Harmon v. Harmon

879 S.W.2d 213, 1994 WL 178839
CourtCourt of Appeals of Texas
DecidedMay 12, 1994
DocketB14-93-00398-CV
StatusPublished
Cited by20 cases

This text of 879 S.W.2d 213 (Harmon v. Harmon) is published on Counsel Stack Legal Research, covering Court of Appeals of Texas primary law. Counsel Stack provides free access to over 12 million legal documents including statutes, case law, regulations, and constitutions.

Bluebook
Harmon v. Harmon, 879 S.W.2d 213, 1994 WL 178839 (Tex. Ct. App. 1994).

Opinion

OPINION

WILLIAM E. JUNELL, Justice (Retired).

This is a writ-of-error appeal of a no-answer default divorce judgment. Clifton Harmon complains of the lack of notice of the trial setting, the failure of the trial court to make fact findings, violations of the child-support guidelines, the lack of trial court jurisdiction, and the trial court’s overruling of Clifton’s motion for new trial without conducting a hearing. We affirm.

On January 30, 1977, Clifton and Louisiana were married. They had three children. On or about September 15, 1983, they separated. On May 4, 1992, Louisiana filed for divorce in Harris County. On June 24, 1992, she filed an amended petition. On July 16, 1992, Louisiana served process on Clifton in Beaumont, Jefferson County, Texas. Process included a citation, her first amended petition, motion for temporary orders, and notice of hearing on temporary orders. Clifton’s answer was due on August 10, but he failed to answer.
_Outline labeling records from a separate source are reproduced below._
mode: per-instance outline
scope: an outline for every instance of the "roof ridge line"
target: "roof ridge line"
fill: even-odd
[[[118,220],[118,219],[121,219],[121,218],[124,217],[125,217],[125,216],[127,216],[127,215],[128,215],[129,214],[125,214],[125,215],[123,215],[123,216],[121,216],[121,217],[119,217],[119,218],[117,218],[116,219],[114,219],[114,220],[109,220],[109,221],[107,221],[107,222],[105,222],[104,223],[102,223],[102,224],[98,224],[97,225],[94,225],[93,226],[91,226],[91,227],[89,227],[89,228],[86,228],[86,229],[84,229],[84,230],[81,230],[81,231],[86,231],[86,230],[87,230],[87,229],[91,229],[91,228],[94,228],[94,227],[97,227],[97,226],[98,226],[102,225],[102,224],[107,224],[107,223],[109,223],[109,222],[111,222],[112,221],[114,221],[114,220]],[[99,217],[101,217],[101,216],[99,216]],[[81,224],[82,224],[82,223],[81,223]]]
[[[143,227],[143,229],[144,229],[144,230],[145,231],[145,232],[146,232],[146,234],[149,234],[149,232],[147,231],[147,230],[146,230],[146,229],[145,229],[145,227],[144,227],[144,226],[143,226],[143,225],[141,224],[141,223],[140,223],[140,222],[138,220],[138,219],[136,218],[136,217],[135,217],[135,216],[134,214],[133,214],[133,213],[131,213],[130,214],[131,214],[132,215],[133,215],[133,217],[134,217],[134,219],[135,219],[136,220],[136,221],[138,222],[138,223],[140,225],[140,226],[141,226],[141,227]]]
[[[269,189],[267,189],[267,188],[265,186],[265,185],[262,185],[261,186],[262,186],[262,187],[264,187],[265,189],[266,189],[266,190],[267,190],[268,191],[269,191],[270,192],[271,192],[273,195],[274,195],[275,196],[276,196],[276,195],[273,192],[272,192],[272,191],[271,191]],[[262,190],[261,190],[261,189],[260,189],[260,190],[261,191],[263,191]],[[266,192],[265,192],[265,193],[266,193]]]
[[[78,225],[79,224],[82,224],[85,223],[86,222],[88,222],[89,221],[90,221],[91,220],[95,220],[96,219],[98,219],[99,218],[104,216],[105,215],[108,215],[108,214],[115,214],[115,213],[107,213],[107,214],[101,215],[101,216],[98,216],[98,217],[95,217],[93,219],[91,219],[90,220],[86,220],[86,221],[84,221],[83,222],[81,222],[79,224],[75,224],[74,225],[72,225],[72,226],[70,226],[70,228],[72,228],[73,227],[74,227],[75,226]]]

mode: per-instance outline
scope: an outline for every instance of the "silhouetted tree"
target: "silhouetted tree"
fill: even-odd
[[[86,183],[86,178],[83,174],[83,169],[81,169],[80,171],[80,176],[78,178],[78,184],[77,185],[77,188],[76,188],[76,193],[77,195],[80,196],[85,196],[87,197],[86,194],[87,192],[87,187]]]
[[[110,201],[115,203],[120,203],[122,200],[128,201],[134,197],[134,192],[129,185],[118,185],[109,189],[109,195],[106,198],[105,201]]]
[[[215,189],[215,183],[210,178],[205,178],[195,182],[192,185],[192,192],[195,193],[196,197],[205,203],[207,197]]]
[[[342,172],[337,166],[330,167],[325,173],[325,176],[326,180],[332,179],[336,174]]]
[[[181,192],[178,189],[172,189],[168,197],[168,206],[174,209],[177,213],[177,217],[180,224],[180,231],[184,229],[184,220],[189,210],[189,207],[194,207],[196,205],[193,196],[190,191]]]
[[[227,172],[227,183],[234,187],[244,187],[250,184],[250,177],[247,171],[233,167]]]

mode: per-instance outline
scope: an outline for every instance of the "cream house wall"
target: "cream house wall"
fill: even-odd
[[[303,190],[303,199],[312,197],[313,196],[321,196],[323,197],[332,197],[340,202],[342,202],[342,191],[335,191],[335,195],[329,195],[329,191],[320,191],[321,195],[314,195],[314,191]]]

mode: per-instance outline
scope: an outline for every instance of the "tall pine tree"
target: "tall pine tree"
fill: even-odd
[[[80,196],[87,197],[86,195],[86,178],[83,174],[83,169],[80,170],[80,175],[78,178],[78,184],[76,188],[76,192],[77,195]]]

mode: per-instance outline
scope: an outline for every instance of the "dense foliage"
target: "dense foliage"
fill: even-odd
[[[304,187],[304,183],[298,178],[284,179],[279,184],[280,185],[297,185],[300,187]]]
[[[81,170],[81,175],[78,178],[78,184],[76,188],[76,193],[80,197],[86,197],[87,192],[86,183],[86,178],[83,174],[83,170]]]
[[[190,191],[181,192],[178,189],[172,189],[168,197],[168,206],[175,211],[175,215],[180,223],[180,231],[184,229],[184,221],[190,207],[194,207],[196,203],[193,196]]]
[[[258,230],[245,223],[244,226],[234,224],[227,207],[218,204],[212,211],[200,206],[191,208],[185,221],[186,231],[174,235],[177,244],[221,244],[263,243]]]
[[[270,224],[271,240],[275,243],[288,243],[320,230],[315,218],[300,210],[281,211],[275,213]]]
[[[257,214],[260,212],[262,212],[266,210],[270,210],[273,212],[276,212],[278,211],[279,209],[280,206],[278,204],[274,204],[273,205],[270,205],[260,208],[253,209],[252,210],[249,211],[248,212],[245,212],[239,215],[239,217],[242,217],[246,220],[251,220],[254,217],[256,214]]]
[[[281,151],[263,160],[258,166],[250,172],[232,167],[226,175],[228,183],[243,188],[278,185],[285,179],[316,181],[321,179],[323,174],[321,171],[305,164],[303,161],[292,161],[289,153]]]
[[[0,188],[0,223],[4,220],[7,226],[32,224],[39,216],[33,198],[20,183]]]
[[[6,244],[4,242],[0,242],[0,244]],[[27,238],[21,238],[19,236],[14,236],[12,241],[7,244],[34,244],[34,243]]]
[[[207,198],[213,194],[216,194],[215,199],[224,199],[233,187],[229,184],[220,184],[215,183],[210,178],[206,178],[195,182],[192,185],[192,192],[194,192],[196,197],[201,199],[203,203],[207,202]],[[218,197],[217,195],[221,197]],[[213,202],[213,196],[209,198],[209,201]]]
On August 14, 1992, before a family-law master, the scheduled hearing on temporary orders became a default hearing, and Louisiana won a default judgment. The master announced from the bench that the divorce was granted and appointed Louisiana sole managing conservator of the three children. The master also awarded Louisiana, inter alia, $400 per month child support, a 1982 Cadillac two-door, $750 in attorney’s fees, and $197 in court costs.

On September 18, 1992, the referring court approved the judgment and signed the divorce decree.

On October 13, 1992, Clifton filed a motion for new trial, which was overruled by operation of law. Clifton missed the deadline for *215 an ordinary appeal, but, on March 8, 1993, filed a petition for writ of error. We affirm.

To prevail in this writ-of-error proceeding, Clifton must show that (1) his application for writ of error was filed within six months of the date of judgment; (2) he was a party to the suit; (3) he did not participate at trial; and (4) the errors he complains of are apparent from the face of the record. Thorp v. Adair & Myers, 809 S.W.2d 306, 307 (Tex.App.—Houston [14th Dist.] 1991, no writ); Tex.R.App.P. 45. It was undisputed that Clifton met the first three requirements. Therefore, we need only determine whether Clifton has identified reversible error apparent on the face of the record.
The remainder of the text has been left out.